We have constructed the matrix elements of the total spin squared operator for the many-body basis. The total $j$ states $\left.|j, m\right>$ are merely the eigenstates of the total spin squared operator. The CG coefficients are an analytical solution of the eigenvalue problem. In general, we obtain the total spin $j$ along with the coefficients by diagonalize the total spin operator. With the many-body matrix in hand, the diagonalization can be done numerically.

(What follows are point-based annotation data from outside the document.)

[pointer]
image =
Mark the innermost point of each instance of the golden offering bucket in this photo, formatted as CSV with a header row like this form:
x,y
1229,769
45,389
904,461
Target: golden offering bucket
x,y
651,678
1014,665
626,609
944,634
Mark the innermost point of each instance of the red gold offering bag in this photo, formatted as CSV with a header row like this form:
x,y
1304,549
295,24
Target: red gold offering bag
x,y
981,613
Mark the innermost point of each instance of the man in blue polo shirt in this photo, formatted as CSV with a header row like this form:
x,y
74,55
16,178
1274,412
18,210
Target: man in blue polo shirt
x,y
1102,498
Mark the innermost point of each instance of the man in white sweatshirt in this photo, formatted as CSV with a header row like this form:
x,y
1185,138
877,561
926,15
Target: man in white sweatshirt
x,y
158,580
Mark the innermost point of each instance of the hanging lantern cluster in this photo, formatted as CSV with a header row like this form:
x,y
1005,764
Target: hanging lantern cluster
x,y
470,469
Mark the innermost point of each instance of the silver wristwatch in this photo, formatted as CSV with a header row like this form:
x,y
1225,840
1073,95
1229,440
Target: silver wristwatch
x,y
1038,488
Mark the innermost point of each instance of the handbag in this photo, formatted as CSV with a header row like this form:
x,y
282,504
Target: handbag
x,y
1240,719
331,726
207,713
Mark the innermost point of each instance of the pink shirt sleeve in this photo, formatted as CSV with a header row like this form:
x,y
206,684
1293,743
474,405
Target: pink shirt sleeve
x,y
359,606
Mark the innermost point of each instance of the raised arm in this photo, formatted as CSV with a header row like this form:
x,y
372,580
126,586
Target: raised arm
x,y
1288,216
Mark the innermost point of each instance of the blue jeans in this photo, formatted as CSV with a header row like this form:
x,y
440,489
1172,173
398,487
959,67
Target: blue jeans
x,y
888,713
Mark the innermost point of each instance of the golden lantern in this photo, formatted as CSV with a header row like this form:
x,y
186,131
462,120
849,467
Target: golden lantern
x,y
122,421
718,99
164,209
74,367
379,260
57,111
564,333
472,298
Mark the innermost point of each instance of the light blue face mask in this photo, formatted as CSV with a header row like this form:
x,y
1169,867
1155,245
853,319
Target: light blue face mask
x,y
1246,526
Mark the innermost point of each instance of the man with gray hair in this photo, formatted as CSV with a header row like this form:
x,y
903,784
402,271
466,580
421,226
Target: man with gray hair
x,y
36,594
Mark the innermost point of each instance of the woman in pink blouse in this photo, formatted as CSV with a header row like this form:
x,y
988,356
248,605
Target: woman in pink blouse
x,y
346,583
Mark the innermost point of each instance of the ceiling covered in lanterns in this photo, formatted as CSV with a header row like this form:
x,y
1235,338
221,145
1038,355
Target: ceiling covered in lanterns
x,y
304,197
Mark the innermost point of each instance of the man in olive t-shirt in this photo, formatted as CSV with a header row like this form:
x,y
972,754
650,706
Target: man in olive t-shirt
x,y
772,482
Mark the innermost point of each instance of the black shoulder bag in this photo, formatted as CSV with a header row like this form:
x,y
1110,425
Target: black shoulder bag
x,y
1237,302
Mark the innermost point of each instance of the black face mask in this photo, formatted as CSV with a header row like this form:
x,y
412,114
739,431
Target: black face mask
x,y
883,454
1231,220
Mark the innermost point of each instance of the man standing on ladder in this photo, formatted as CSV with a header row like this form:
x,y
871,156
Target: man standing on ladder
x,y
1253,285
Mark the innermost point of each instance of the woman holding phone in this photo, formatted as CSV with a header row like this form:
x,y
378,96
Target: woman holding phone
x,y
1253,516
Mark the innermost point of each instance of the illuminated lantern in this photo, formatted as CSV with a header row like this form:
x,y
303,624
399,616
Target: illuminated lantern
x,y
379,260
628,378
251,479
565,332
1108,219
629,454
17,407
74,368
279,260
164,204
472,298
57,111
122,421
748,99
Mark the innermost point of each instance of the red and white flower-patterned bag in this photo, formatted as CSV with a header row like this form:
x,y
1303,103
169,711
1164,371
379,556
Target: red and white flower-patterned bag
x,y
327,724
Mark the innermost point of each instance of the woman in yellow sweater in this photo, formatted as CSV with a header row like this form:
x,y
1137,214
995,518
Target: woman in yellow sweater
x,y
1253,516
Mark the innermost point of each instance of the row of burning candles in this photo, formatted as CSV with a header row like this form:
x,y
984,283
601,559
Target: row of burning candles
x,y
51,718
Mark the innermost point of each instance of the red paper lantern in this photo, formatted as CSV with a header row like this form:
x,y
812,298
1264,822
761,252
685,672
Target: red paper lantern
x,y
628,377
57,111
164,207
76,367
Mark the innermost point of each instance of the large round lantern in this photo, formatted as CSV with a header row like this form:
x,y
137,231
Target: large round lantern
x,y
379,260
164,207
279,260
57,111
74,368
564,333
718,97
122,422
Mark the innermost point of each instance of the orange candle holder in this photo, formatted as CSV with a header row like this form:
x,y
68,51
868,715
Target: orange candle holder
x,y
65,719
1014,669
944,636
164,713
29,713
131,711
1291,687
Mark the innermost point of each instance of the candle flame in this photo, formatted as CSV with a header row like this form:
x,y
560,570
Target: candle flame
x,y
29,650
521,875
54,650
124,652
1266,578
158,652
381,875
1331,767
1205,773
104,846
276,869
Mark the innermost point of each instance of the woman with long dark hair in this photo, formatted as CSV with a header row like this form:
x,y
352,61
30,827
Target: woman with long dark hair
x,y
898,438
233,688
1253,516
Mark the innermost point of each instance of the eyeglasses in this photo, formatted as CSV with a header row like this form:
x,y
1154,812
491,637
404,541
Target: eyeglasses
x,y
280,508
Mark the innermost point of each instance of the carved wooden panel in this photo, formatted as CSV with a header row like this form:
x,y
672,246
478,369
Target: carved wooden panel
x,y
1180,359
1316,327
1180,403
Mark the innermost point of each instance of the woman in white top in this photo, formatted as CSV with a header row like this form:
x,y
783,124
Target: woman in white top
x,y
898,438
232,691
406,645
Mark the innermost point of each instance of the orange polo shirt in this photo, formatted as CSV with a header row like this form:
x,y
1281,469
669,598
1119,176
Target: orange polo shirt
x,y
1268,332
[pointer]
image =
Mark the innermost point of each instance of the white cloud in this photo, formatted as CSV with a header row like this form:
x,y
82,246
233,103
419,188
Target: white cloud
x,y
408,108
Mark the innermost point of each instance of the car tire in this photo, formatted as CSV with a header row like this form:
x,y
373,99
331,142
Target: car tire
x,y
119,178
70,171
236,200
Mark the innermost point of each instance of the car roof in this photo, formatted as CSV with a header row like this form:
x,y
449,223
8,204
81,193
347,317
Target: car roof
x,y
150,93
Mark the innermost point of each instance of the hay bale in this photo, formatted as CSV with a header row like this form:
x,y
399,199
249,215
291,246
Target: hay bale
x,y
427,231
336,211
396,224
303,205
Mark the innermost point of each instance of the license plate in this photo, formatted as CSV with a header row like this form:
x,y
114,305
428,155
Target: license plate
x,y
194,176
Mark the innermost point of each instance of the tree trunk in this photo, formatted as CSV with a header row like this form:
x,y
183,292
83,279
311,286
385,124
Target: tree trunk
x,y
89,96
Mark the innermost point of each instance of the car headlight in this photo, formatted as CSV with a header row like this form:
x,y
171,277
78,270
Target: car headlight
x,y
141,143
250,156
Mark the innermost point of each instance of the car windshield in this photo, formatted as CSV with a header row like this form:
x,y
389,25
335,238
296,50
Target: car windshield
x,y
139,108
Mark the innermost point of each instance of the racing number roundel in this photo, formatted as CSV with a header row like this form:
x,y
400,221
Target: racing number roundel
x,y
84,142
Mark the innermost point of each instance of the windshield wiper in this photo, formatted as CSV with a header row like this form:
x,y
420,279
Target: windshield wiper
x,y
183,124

This method is particularly suitable for many-body system (particle number larger than 2). It is also superior in system with identical particles. In that case, the basis space shrinks to symmetric/anti-symmetric basis.

The many-body method can also be generalized to $SU(N_c)$ problem, in which the corresponding quantity is often termed as "color". The total color squared operator is the Casimir operator \[
\lambda^2 = \sum_c^{N_c^2 - 1} \sum_i \lambda^c_i \sum_j \lambda^c_j = \sum_i \sum_c^{N_c^2-1} \lambda_i^c \lambda_i^c + 2 \sum_{i<j} \sum_c^{N^2_c-1} \lambda^c_i \lambda_j^c
where $\lambda^c, c=1,2,\cdots N_c^2-1$ is the generalized Gell-Mann matrix. The matrix elements can be constructed.

It should be mentioned that another systematic method is the Young tableau.

It is also not a surprise that we are looking for irreducible representations from fundamental and/or induced representations.